Pensions & Investments and Oxford University recently published a survey on long-term investment beliefs that has implications for how money management firms market their strategies and get buy-in from institutional investors.
In offering conclusions from their survey results Gordon L. Clark, professor at Oxford University’s Centre for the Environment, who led the survey, offered the key observation that managers will increasingly be differentiated by “their strong belief systems and a rigorous investment process that matches those beliefs.” P&I reported that he went on to comment that“It’s terribly important for managers” to base investment decisions on a clear set of investment beliefs. “The whole logic of their business is premised on being able to articulate beliefs, testing beliefs and being able to revise beliefs in a very uncertain world.”
P&I also reported the comments of Rob Bauer, professor of finance and chair of the institutional investments division at Maastricht University, that more investment managers “now focus on the structure of their investment beliefs, how the beliefs translate into the design of the investment framework and how that framework is executed. The more sophisticated investment managers are really trying to have a coherent structure.”
Marketing Implications
Marketing a money management firm has become more competitive.
Institutional investors and their consultants have increased demand for more information detailing how a money management firm thinks and how it builds and manages its basket of holdings.
Is your firm communicating an institutional caliber explanation about its investment beliefs and the process behind its strategy? A few bullet points on a flip chart page or two are not enough to communicate this. You have to prove you have a rigorous investment process by delivering a detailed explanation of the most important subjective information that your money management firm has to persuade people to understand and buy into: how it invests.
Reexamine your own communications. Are you truly differentiated from the competition or are your marketing collateral, in-person presentations and responses to essay questions in RFPs and DDQs actually having you come across as a me-too copycat strategy-wise, offering no perceivable added value?

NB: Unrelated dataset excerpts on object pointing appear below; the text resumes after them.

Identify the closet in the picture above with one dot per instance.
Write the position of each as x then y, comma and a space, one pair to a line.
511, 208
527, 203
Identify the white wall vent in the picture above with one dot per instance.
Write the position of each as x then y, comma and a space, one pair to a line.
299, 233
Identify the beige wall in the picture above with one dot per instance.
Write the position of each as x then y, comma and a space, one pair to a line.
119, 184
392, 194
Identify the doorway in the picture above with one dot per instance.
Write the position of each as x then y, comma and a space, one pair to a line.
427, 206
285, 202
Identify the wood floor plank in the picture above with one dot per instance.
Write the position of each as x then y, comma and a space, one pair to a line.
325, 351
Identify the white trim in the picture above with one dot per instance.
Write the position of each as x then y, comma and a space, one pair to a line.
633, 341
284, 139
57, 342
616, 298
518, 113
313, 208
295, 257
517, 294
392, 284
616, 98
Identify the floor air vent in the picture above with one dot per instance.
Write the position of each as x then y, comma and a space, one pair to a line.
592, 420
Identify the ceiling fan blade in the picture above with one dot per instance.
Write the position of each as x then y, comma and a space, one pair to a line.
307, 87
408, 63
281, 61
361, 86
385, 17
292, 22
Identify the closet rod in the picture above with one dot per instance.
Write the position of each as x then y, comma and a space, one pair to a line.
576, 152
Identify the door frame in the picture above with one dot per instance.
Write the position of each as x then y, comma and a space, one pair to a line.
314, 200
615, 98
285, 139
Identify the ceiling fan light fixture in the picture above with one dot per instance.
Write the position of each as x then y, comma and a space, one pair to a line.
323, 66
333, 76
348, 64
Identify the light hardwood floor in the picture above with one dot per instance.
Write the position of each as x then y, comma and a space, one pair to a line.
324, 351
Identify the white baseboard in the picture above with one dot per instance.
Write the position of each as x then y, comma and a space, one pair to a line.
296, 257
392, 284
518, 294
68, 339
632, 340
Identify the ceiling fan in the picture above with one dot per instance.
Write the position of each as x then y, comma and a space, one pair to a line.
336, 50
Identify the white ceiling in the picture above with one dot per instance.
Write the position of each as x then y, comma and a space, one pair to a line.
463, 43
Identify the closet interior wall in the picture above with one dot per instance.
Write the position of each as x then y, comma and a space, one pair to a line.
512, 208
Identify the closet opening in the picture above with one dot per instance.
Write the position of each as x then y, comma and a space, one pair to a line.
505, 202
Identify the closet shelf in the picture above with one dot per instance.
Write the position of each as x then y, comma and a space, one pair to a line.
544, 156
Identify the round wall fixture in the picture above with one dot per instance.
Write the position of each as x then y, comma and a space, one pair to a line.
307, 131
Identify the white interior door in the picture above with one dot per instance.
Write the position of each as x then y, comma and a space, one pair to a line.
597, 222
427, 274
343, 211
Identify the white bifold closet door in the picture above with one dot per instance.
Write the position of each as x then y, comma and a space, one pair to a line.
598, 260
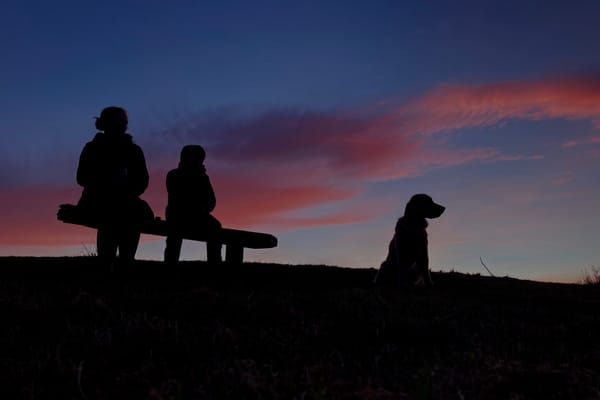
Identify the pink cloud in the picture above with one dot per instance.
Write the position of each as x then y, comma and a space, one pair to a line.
589, 140
453, 107
267, 167
29, 217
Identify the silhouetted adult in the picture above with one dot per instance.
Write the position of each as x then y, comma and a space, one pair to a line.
191, 200
112, 170
407, 261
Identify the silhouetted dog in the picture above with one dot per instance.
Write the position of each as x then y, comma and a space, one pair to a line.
407, 261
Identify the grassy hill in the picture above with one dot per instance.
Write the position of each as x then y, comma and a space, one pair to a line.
72, 329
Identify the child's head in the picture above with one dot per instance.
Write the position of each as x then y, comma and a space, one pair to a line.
112, 120
192, 155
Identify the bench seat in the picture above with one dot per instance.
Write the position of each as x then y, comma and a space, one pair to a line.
235, 240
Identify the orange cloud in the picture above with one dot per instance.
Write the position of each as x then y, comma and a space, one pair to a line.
266, 168
589, 140
29, 217
453, 107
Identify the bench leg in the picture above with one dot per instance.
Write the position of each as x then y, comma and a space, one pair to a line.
234, 254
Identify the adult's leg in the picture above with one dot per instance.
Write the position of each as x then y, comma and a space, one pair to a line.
213, 247
173, 249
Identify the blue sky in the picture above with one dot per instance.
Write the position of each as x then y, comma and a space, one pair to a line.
320, 120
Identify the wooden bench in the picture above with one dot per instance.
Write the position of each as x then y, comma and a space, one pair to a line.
235, 240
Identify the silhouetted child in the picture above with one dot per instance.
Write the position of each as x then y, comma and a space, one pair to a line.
112, 170
191, 200
407, 261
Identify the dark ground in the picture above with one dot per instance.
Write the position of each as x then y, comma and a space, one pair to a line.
72, 330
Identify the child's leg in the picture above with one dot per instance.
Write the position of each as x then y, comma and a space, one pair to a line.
106, 244
173, 249
213, 252
128, 243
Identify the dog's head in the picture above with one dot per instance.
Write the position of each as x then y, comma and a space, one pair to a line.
423, 206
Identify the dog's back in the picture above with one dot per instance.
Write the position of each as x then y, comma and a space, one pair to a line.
407, 247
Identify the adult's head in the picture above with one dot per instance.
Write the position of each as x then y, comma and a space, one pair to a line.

You need to give institutional investors and their consultants easy access to a full, written explanation about your firm’s investment beliefs and investment process. Further, you have a communications marketing risk management challenge. One of the important selling missions you have is to reduce the odds that a prospect will mess up retelling the subjective-based part of your money management firm’s story to others on the investment committee. Supply them with the written long version story of your firm’s investment beliefs and investment process and you will increase your control in how your prospect remembers and retells your story to other decision makers.
A flip chart pitchbook is not the right tool for this communications job. An additional marketing document that delivers this vital story in sentence and paragraph form about how your firm thinks is required. Such content is more suited to brochure format marketing collateral than to bullet point flip charts. If such a marketing tool is not already in your selling arsenal for making selecting your offering a more defensible decision in the minds of your prospects, creating this type of document should be at the top of your communications marketing To Do list.
The job of crafting the story of your money management firm’s investment belief system and its investment process is not an assignment your portfolio manager can pass off to others to create with little or no participation from him. Too often, important parts of a money management firm’s investment process story have never been fully communicated to prospects and those who influence them. Many portfolio managers, let alone their sales people, find themselves unable to tell their investment beliefs and process story the same way twice. The participation of the portfolio manager in locking down his firm’s storyline is vital.
Differentiate your money management firm based on your investment beliefs and a demonstrable, rigorous investment process that matches those beliefs and you will improve your firm’s ability to out-market competitors and convert prospects to clients.